Minimisation vs least-squares

Minimisation

For a minimisation problem "minimise \(f \colon \mathbb{R}^n -> \mathbb{R}\)", then the quantities that might be evaluated are typically evaluations \(f(y)\), gradients \(\nabla f(y)\), and (approximations to) the Hessian \(\nabla^2 f(y)\).
Least squares

For a least-squares problem, we typically start with a function producing residuals \(r \colon \mathbb{R}^n \to \mathbb{R}^m\), and seek to minimise \(0.5 \sum_i r(y)_i^2\).

This is simply a minimisation problem for \(f(y) = 0.5 \sum_i r(y)_i^2\). Evaluations \(f(y)\) can be obtained directly. Gradients \(\nabla f(y) = r(y) \nabla r(y)\), which can be computed efficiently as a vector-Jacobian product. Hessians may be approximated via the Gauss--Newton approximation \(\nabla^2 f(y) \approx (\nabla r(y))^{T} (\nabla r(y))\).

API

All searches inherit from optimistix.AbstractSearch, and all descents inherit from optimistix.AbstractDescent. See the searches and descents pages.

The varying evaluation/gradient/Hessian/Jacobian information is passed to these as an optimistix.FunctionInfo.
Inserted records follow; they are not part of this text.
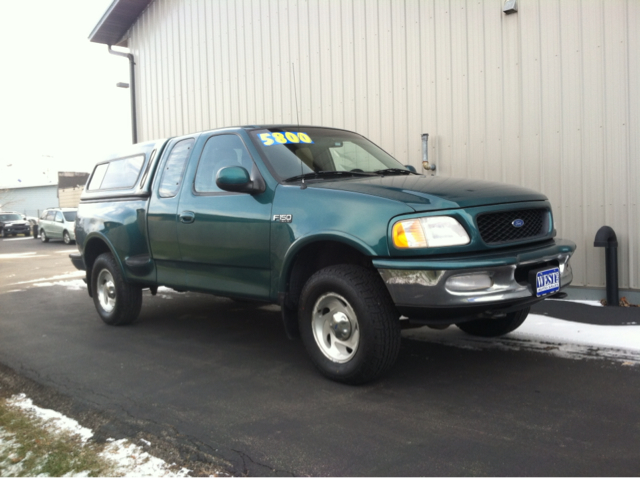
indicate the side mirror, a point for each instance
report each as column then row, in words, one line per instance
column 410, row 168
column 235, row 179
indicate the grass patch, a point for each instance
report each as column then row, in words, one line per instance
column 27, row 448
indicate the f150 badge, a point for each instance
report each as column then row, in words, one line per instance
column 283, row 217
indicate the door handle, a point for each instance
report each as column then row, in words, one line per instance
column 187, row 217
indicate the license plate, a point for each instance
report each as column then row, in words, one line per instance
column 547, row 281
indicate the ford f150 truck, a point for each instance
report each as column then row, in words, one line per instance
column 349, row 242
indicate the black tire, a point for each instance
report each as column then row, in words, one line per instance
column 361, row 297
column 117, row 301
column 495, row 327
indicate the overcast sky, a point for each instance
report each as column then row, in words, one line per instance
column 59, row 107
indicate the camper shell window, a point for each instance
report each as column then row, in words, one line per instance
column 118, row 174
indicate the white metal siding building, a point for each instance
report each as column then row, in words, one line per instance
column 548, row 97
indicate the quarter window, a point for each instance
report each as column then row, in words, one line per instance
column 174, row 168
column 219, row 152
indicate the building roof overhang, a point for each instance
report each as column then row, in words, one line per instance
column 117, row 20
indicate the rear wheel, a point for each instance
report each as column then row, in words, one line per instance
column 117, row 301
column 348, row 324
column 495, row 327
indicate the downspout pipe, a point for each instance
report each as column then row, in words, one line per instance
column 132, row 87
column 606, row 237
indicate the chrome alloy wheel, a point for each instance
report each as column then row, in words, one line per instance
column 335, row 327
column 106, row 290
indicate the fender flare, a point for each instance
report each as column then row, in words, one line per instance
column 319, row 236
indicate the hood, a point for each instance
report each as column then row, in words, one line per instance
column 429, row 193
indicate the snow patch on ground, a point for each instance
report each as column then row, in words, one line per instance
column 129, row 459
column 54, row 421
column 544, row 334
column 7, row 446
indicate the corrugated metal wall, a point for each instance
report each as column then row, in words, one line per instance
column 548, row 97
column 31, row 201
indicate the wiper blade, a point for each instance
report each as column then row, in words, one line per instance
column 384, row 172
column 327, row 174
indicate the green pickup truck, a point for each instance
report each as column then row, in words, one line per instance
column 350, row 243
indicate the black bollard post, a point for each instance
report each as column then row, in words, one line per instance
column 606, row 237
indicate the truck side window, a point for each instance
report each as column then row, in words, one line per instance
column 174, row 168
column 219, row 152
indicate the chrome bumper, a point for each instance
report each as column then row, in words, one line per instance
column 431, row 289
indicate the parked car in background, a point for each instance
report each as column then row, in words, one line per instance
column 33, row 224
column 58, row 223
column 13, row 223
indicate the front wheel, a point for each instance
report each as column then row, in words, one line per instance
column 117, row 302
column 348, row 324
column 495, row 327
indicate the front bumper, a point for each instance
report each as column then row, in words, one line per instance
column 421, row 288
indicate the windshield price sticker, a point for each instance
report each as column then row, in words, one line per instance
column 269, row 139
column 547, row 282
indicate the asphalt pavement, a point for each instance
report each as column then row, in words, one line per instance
column 216, row 385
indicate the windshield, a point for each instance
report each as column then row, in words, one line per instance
column 293, row 152
column 70, row 216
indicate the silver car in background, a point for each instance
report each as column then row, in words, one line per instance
column 58, row 223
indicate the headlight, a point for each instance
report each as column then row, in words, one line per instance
column 438, row 231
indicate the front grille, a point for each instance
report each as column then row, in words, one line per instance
column 498, row 228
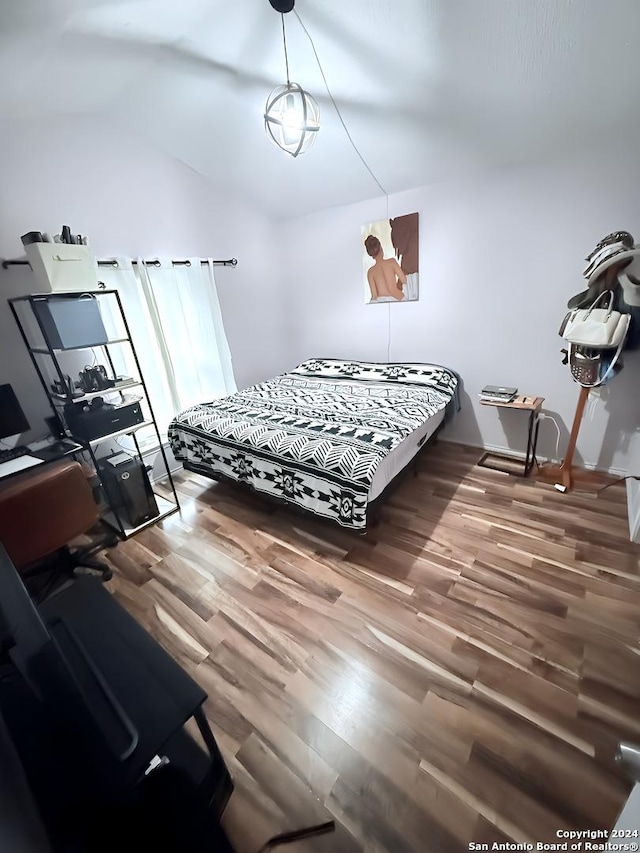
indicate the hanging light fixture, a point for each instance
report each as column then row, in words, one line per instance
column 291, row 116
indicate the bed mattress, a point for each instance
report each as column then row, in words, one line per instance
column 402, row 454
column 328, row 436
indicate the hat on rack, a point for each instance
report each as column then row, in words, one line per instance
column 616, row 248
column 611, row 250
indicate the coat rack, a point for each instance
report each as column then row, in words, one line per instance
column 564, row 475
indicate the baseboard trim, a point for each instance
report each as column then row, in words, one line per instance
column 616, row 472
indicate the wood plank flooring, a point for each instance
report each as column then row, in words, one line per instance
column 462, row 673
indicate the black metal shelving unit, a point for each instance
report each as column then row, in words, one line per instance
column 111, row 514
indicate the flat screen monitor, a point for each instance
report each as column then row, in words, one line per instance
column 12, row 419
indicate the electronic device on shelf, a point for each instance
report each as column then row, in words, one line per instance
column 70, row 322
column 96, row 418
column 94, row 378
column 68, row 388
column 127, row 485
column 12, row 418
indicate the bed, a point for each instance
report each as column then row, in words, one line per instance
column 328, row 437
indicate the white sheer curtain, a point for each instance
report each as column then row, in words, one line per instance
column 176, row 325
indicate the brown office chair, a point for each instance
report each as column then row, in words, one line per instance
column 41, row 511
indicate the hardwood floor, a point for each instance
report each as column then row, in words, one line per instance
column 462, row 673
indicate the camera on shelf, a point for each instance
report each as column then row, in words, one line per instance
column 94, row 379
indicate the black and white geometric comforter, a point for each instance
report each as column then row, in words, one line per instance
column 314, row 437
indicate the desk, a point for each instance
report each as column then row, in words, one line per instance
column 40, row 453
column 524, row 404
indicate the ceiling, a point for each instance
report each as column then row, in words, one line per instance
column 428, row 88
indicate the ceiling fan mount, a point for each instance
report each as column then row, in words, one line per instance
column 283, row 6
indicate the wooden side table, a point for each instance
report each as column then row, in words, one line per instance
column 525, row 404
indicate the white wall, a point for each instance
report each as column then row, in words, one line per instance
column 499, row 257
column 131, row 199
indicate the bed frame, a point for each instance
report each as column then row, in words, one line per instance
column 373, row 508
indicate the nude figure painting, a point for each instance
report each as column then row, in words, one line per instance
column 390, row 259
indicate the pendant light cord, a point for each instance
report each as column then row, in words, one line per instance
column 355, row 148
column 335, row 106
column 284, row 41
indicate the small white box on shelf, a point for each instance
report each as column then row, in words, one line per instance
column 60, row 266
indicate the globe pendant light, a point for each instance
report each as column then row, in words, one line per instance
column 291, row 116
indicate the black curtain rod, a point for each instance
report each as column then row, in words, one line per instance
column 231, row 262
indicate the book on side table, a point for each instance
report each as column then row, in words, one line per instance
column 498, row 394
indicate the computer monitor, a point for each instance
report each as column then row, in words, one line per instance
column 12, row 419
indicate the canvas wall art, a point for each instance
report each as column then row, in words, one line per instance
column 390, row 259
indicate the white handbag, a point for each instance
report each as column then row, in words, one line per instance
column 600, row 328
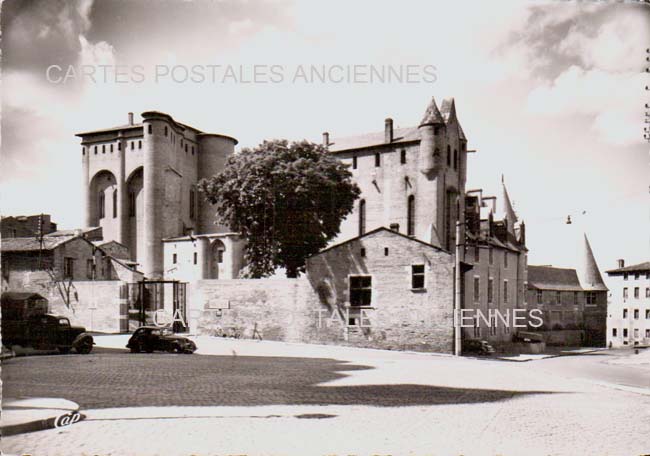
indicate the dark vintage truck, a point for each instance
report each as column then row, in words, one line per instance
column 25, row 322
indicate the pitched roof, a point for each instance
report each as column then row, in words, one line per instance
column 400, row 135
column 432, row 114
column 588, row 271
column 641, row 267
column 31, row 244
column 550, row 278
column 376, row 230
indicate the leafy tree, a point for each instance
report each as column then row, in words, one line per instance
column 287, row 200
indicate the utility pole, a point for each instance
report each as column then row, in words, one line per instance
column 457, row 295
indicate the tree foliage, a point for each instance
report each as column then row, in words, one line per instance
column 287, row 200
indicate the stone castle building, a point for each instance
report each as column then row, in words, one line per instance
column 139, row 185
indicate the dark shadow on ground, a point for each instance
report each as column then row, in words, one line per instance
column 102, row 380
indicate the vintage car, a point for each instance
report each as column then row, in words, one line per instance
column 478, row 347
column 25, row 322
column 150, row 338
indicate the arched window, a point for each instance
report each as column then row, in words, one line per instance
column 101, row 204
column 410, row 216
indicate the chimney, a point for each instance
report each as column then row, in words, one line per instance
column 388, row 130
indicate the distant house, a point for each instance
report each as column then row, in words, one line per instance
column 628, row 316
column 571, row 299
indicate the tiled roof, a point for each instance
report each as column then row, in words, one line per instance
column 400, row 135
column 641, row 267
column 32, row 243
column 550, row 278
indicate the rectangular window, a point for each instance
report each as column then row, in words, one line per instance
column 360, row 290
column 68, row 268
column 417, row 276
column 90, row 269
column 192, row 204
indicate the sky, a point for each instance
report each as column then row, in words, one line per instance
column 549, row 94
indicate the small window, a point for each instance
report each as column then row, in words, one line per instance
column 417, row 276
column 360, row 290
column 68, row 268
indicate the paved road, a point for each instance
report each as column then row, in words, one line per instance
column 120, row 379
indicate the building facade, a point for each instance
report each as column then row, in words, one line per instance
column 628, row 313
column 139, row 184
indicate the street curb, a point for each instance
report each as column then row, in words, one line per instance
column 38, row 425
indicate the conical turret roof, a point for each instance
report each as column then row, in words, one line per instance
column 432, row 114
column 588, row 271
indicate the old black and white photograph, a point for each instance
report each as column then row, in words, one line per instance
column 342, row 228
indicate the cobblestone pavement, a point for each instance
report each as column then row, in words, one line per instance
column 161, row 404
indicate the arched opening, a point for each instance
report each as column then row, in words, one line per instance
column 362, row 217
column 217, row 259
column 135, row 214
column 410, row 216
column 103, row 186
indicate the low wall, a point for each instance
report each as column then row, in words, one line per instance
column 290, row 310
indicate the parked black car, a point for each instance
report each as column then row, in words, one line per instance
column 478, row 347
column 150, row 338
column 25, row 322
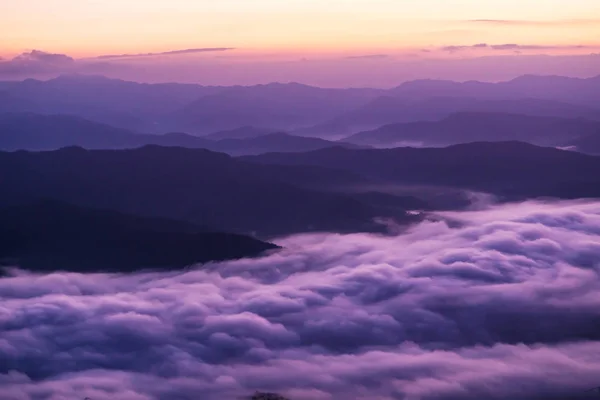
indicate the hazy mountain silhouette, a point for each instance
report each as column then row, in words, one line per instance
column 25, row 131
column 589, row 144
column 274, row 142
column 129, row 105
column 389, row 110
column 311, row 111
column 506, row 168
column 199, row 186
column 473, row 127
column 279, row 106
column 557, row 88
column 244, row 132
column 46, row 132
column 49, row 235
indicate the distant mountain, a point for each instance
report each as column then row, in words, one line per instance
column 476, row 127
column 49, row 132
column 589, row 144
column 274, row 142
column 278, row 106
column 25, row 131
column 309, row 111
column 129, row 105
column 585, row 92
column 50, row 235
column 505, row 168
column 199, row 186
column 244, row 132
column 390, row 110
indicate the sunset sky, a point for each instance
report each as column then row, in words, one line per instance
column 278, row 30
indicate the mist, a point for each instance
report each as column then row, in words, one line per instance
column 500, row 302
column 226, row 67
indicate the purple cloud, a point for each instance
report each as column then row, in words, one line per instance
column 36, row 61
column 368, row 57
column 503, row 302
column 514, row 46
column 166, row 53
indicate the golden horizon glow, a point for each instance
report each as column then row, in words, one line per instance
column 87, row 28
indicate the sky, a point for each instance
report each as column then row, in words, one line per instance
column 262, row 34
See the function info page.

Custom solvers

Finally, the really cool thing about these abstractions is how these can now be mix-and-match'd! For example,

from collections.abc import Callable
import optimistix as optx

class HybridSolver(optx.AbstractQuasiNewton):
    rtol: float
    atol: float
    norm: Callable
    descent: optx.AbstractDescent = optx.DoglegDescent()
    hessian_update: optx.AbstractQuasiNewtonUpdate = optx.BFGSUpdate(use_inverse=True)
    search: optx.AbstractSearch = optx.LearningRate(0.1)

will at each step:

form a quadratic approximation to the target function, using the approximate Hessian that is iteratively built up by the BFGS algorithm;
then build a piecwise-linear dogleg-shaped descent path (interpolating between the steepest descent and Newton descent directions);
make a fixed step of length 0.1 down the length of this path.

Moreover, this can be used to solve either minimisation or least squares problems.

As such these abstractions make it possible to build very flexible optimisers, to try out whatever works best on your problem.

Info

Optimistix makes heavy use of these abstractions internally. For example, take a look at the source code for optimixis.LevenbergMarquardt: it works by subclassing optimistix.AbstractGaussNewton (which provides the overall strategy), and then setting a choice of descent and search. You can define custom solvers in exactly the same way.